Perman spoke of how philanthropic gifts were changing lives, mentioning Giving Day at the School of Pharmacy, the Roger Wolf Memorial Endowment at the Carey School of Law, Professor Robert Ord at the School of Dentistry, patient Yvonne Wright at the School of Medicine, Pat Bernstein at the School of Nursing, and the School of Social Work’s Social Worker in the Library Program at Enoch Pratt.

Perhaps the biggest ovation came when Perman spoke of security officer Evelyn Greenhill and the impact she is making as a mentor in the UMB CURE Scholars Program. She provides hats, coats, and gloves when the scholars don’t have warm enough clothes and sponsored a seventh-grade scholar to do a spring break tour of historically black colleges and universities along the East Coast. “She donates a portion of her paycheck every two weeks to the UMB CURE Scholars Program,” he added. 

Tasty Dessert

Perman closed his presentation by thanking those assembled “for your extraordinary partnership on this journey.” Then, to celebrate State Employee Recognition Day, the crowd moved from Leadership Hall to the plaza outside Health Sciences Research Facility III where food trucks provided pizza, ice cream, funnel cakes, lemonade, and more.

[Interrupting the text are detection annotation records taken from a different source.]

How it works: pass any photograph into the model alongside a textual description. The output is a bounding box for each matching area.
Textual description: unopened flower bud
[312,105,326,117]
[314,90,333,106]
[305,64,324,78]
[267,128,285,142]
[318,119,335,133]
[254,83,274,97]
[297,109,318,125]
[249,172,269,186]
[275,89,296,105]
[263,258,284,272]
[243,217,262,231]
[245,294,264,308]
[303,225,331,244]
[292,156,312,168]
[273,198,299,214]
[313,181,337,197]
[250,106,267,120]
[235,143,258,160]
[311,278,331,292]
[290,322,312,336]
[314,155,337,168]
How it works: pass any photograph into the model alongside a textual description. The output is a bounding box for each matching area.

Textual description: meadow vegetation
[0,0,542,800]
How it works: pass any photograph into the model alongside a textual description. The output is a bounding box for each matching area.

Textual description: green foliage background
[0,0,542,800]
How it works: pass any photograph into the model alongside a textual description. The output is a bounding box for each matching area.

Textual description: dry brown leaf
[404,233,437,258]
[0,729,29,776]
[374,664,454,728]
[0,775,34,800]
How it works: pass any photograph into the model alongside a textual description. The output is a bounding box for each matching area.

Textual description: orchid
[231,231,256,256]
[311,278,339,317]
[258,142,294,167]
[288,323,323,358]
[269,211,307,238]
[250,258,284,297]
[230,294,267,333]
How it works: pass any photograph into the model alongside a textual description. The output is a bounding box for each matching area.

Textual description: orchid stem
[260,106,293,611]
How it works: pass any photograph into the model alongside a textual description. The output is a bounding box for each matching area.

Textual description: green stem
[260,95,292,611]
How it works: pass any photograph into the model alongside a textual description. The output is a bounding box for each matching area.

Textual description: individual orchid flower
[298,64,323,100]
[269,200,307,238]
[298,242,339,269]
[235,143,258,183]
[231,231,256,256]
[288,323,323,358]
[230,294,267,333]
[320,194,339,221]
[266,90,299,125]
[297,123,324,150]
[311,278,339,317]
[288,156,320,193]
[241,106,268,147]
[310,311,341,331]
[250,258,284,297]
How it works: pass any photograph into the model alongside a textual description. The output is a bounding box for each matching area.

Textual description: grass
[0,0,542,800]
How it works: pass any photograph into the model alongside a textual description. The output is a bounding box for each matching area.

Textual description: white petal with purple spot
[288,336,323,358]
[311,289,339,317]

Several students from the schools of pharmacy (SOP), dentistry, and medicine (SOM) joined the throng of UMB guests on the plaza, delighted with an unexpected study break. “This is just what we needed at the end of final week,” said Pavan Patel, a first-year PharmD student who was chatting with fellow students and faculty members from SOP.  “I really like it,” he said of the food and the camaraderie.

Similarly first-year medical student Serban Negoita said he had ceased studying when he got a text from a classmate. Negoita said they had momentarily abandoned prep for a May 20 exam to enjoy pizza and either funnel cake or ice cream. He went with the ice cream, no sprinkles.

Jennifer B. Bannon, MBA, a finance manager in the SOM Oncology Program in the Paca-Pratt Building, was taking in the ambiance of the plaza with its public art. “I don’t work on this side of campus. How green and open it is!” she observed.

Although the outdoor reception was a first, the president’s annual address is a must for Bannon, who said she comes every year. “I’m always inspired by his speech,” she said.

A mentor’s role in the UMB CURE Scholars, in which Bannon is involved through grant management,  and Promise Heights’ impact  in reducing infant sleep-related deaths were  among several topics that moved her in this year’s speech. “It makes you feel you’re a part,” she said.

Patricia Fanning contributed to this article.